Are bailout hopes fuelling a Chinese debt bubble?
Zhu Ning, oceanwide professor of finance at Tsinghua University in Beijing, believes people are prepared to take investment risks in China because they sense the Chinese government will always bail them out.
The leading academic argues such behavior is fueling a debt bubble which could put at risk the stability of the economy.
"We have had a few high-profile defaults in the bond market this year in which the government has intervened," he said.
"It sometimes creates situations where people jump into these bonds after they have heard the news of a default. The price has dived and they will buy them because they know they will be bailed out."

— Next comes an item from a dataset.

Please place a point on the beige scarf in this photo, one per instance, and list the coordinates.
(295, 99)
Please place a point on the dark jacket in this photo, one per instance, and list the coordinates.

Zhu spent the summer in the US promoting his new book, China's Guaranteed Bubble, at the Brookings Institution, the IMF and the World Bank.
The Chinese version has sold 35,000 copies so far, making it one of the top 50 best-selling economics books in China.
"The book is getting quite a lot of interest and attention. I'm often surprised about how little China is being understood, even sometimes among people who are supposed to be experts." Government guarantee is not unique to China but the way it works in practice is, he said.
He argues that no other government in the world has the same firepower to sort out financial messes as they arise. China's foreign exchange reserves have increased from $200 billion yuan ($29.4 billion) in 2001 to $4.5 trillion in 2013.
"I think what is special about China is that the government has far more resources than other governments internationally because of this very vibrant economic growth that has built up these reserves."
Zhu, who is also deputy dean of the Shanghai Advanced Institute of Finance, a leading think tank, said one of the big risks to the economy at present is the property market, where prices have soared by 30 percent in tier one cities like Beijing and Shanghai this year.
"I have met people who claim concepts such as rental yield (which are at historic lows in China because of high property prices) do not apply in China because everyone in the country is trying to move and live in the big cities," he said.
"I think the scariest moment of a bubble is when everyone believes there is no bubble."
Zhu said what is of particular concern is the alarming, rapid rise in China's debt from 160 percent in 2005 to 247 percent in 2015, according to Bloomberg Intelligence.
He insisted it was always the speed of the debt rise that caused crashes such as the South Sea Bubble in the UK in the 18th Century and Japan's in the 1990s.
"Many economies, especially developing ones, hit a crisis point when their debt-to-GDP ratio gets to only 70 or 80 percent but they have this pattern of fast acceleration instead."
Zhu does not accept that China is protected from a debt crisis because its debt is owed internally rather than externally, which was the case with the Asian countries caught up in the financial crisis in the late 1990s.
But he reiterates the Chinese government has the ability to avert any financial meltdown. "I think we're at a crossroads where we can still avert a crisis."